Thursday, December 18, 2025

Extended Cold

My posts this month are taking on a particular theme - cold - as the ongoing cold spell is starting to make this winter feel like an "old fashioned" La Niña winter for eastern and southeastern parts of the state.  (See this post for comments on cold spells in La Niña versus El Niño winters.)

The cold has been most intense for the southeastern interior, where Northway is having its coldest December to-date since 1980, and that's with the first 4 days of the month being very warm.  The contrast with the very persistently and unusually warm autumn is striking:


Remarkably, Northway saw -50°F on 4 consecutive days from the 8th through the 11th, and 1980 was also the last time that happened before the middle of the month.  The only other Decembers this century with -50°F in Northway at any time in the month were 2012 and 2022.

The state's lowest measurement this month came from Chicken, of course: -56°F on the 9th.  With data back to 1997, that's the second earliest date for such cold; the earliest was December 1, 2012.  So far this month, the average temperature in Chicken is below -32°F, and that's on track for the coldest calendar month on record (again, during the short period of record).  There have only been three Januarys with an average temperature below -30°F in Chicken: 2004, 2012, and 2020.

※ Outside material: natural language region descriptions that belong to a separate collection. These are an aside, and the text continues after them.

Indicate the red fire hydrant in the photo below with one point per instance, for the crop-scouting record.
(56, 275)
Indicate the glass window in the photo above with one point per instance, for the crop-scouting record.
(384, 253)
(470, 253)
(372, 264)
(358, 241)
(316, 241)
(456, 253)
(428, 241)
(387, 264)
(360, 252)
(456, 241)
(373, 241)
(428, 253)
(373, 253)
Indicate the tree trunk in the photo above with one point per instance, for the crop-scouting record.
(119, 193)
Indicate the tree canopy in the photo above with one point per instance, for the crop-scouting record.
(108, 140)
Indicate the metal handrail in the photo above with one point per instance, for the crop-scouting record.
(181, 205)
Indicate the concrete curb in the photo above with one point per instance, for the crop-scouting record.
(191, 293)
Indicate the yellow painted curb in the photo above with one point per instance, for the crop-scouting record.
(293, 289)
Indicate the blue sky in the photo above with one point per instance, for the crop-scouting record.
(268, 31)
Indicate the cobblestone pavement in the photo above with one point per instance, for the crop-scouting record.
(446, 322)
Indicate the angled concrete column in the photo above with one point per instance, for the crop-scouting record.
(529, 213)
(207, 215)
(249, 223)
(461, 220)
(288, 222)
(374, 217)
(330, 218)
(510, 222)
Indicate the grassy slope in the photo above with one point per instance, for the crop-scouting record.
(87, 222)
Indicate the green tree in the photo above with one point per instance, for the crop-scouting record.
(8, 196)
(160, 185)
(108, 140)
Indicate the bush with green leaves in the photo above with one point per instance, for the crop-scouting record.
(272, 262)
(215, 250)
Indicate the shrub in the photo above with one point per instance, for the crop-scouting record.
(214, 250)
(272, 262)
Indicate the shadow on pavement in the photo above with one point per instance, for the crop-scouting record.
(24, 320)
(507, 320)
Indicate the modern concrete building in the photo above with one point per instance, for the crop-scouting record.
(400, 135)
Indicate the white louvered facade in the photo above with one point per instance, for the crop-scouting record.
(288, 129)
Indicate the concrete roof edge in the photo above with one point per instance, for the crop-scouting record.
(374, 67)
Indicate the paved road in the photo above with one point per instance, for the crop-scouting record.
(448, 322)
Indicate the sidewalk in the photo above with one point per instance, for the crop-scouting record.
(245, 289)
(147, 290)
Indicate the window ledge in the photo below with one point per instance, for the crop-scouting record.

It's really only the far eastern interior that has been extremely cold, as the core of the cold air has been in northwestern Canada, transported southward on the east side of a very strong ridge over the Bering Sea.  The two following figures show the average 850mb temperature departure from normal and the average 500mb height since December 5, when it turned cold:


It's interesting to note that the persistence of this pattern - and it shows no real signs of stopping - was successfully anticipated by long-range forecast models.  My post on December 6 highlighted this, and the latest forecast update shows much the same signal (above-normal 500mb heights near the Date Line) for several more weeks:


If the model (in this case the ECMWF subseasonal model) is correct, the cold will shift westward slightly in the coming weeks, implying that Fairbanks may not have seen the worst of it yet.  But of course the model could well be wrong.